Technology, ultimately, should help businesses rethink their workflows and operating models, allowing them to generate more revenue or save on cost. It should act as one of the oldest pieces of technology continues to -the lever – which provides a way to get more work done with less effort. A professional services firm can re-think its communication setup; if phone extensions can be virtual and workspaces can be virtual, why have fixed desks for the users? Why have fixed working locations? We only get the benefiits of the technology not when we adopt it but when we use it to re-think your business processes.

In the early 1900s, when electricity became pervasive many companies realized that there was an immediate competitive advantage in replacing their dirty coal-fired steam engines with the cleaner electric motors. However, it took them a much longer time, about twenty years or so, to figure out that this also allowed them to have more machines per square foot and that the generated light could lead to longer working hours.

The same phenomenon is playing out today: services that could be automated are not yet being automated. Call center staff, for instance, are still forced to have long commutes to sweatshop-like operations yet we have digital phone systems. While a company may have incurred the cost of new phone technologies, it still may have virtually none of its true benefits, much like the earlier mentioned factories from the 1900s with electricity. In this current instance, digital phone systems are used exactly as we did old copper lines; there’s absolutely no benefit derived from the phones other than a reduction in the use of copper. However, digital phone systems allow us to re-think our operations entirely. Many call center workers today can work from home with a smartphone and a computer, and with very flexible hours getting rid of, for example, the dreaded lack of a social life that’s currently caused by long commutes to the call center facility (while a number of companies have already adopted this, adoption is not as high as it ought to be).

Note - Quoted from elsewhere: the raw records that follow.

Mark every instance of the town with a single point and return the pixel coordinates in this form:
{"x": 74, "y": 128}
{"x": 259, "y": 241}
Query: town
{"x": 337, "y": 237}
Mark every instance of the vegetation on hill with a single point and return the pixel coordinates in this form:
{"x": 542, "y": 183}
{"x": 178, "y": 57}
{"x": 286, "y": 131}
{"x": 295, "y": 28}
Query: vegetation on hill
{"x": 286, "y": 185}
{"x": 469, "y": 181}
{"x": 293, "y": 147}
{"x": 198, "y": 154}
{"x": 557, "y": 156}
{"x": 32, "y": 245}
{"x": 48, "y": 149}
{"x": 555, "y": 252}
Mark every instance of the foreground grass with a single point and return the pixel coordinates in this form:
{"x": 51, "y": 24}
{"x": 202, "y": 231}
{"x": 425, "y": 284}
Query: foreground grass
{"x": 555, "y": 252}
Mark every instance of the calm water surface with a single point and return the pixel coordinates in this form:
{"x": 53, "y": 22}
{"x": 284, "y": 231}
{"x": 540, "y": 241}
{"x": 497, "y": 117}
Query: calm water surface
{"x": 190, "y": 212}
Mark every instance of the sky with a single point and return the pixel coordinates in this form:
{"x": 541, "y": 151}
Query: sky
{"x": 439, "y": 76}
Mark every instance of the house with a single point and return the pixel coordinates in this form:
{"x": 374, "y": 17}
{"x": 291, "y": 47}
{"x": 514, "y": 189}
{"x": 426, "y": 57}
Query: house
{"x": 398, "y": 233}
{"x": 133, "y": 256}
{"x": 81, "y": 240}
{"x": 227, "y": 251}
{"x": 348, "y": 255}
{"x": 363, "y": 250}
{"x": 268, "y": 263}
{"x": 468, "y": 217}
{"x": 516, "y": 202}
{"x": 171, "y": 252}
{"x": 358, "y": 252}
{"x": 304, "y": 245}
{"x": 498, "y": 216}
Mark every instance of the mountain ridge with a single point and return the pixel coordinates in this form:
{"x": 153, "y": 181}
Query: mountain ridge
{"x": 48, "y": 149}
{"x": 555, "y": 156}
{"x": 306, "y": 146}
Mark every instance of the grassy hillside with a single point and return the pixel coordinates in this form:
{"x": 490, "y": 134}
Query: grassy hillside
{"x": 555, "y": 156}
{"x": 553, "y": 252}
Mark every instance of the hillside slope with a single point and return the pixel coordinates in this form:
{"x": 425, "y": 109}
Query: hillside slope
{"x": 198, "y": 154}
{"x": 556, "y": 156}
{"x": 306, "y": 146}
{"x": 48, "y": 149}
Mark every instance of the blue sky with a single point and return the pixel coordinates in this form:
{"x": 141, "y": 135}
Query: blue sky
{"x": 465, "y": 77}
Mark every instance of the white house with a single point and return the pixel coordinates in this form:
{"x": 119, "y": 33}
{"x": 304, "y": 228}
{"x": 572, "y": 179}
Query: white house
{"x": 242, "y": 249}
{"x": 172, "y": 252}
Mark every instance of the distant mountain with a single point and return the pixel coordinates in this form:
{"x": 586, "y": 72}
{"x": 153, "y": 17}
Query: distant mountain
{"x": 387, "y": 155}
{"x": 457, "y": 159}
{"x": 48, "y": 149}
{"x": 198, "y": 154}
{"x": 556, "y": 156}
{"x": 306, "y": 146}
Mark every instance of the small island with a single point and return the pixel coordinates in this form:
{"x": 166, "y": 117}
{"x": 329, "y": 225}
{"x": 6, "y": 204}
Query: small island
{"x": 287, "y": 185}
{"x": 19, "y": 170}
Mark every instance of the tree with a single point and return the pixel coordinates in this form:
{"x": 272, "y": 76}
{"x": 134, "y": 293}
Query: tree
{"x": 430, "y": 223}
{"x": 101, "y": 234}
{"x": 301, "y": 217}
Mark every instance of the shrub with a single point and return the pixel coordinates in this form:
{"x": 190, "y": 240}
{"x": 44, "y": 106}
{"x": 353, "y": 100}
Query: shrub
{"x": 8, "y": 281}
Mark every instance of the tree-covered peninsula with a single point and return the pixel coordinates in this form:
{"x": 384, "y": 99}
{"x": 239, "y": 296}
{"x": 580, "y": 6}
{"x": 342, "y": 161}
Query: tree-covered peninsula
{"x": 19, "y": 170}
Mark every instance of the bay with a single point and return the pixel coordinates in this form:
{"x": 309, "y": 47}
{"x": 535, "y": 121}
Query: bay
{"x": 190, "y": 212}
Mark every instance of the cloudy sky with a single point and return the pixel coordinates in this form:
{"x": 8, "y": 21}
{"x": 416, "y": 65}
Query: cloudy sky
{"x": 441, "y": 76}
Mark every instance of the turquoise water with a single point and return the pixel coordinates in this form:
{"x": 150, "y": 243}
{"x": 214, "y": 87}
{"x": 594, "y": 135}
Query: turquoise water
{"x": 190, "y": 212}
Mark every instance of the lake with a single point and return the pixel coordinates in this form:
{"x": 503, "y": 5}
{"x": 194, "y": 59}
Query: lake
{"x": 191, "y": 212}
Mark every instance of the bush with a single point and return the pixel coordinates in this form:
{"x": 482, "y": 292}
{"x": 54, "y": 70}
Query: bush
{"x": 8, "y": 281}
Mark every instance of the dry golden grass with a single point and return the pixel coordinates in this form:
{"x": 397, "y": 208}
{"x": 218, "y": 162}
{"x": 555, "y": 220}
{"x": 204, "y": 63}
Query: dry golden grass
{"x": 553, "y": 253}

Another example is the credit rating systems used by banks in Kenya. They are outmoded. Banks use credit scoring technology to assess high interest loans issued via mobile phones, but the same technology isn’t applied to personal loans not requested via mobile, or corporate loans. The same technology can be used to figure out limits and rates for credit card, mortgages, and corporate loans, etc.; this doesn’t mean that the relationship manager should be supplanted but rather that they should be used for exceptional circumstances not yet catered for by the technology, and to build relationships. This would allow banks to both cut costs, improve revenue, and improve customer satisfaction. The lack of loan scoring in certain categories also explains the increase in non-performing loans issued to struggling but larger companies; the relationship managers don’t using scoring technology that may be able to detect changing fortunes in the operations of a company but rather they depend on traditional, less reliable means of lending. This is a huge gap that needs to be addressed and that would lead to better allocation of debt in the market.

There are so many cases like this, across the board, where technology is adopted and not put to its best use. This disconnect has been instructive to us at Node Africa; we realized we will never make a difference if we simply peddle our technology; our focus should not and can never be the technology itself. We have had to change focus and learn to figure out how to ensure that the technology works for your business, be it in terms of customer satisfaction, revenue growth, or cost savings. This alignment with our customers’ requirements ensures that we always add value to the organizations we work with. We recognize that technology isn’t an end in itself if it doesn’t lead to that magical word: productivity. We don’t use our technology as a catchall cure for all tech-disease, but we try to see how best we can help businesses be more competitive in this rapidly changing era.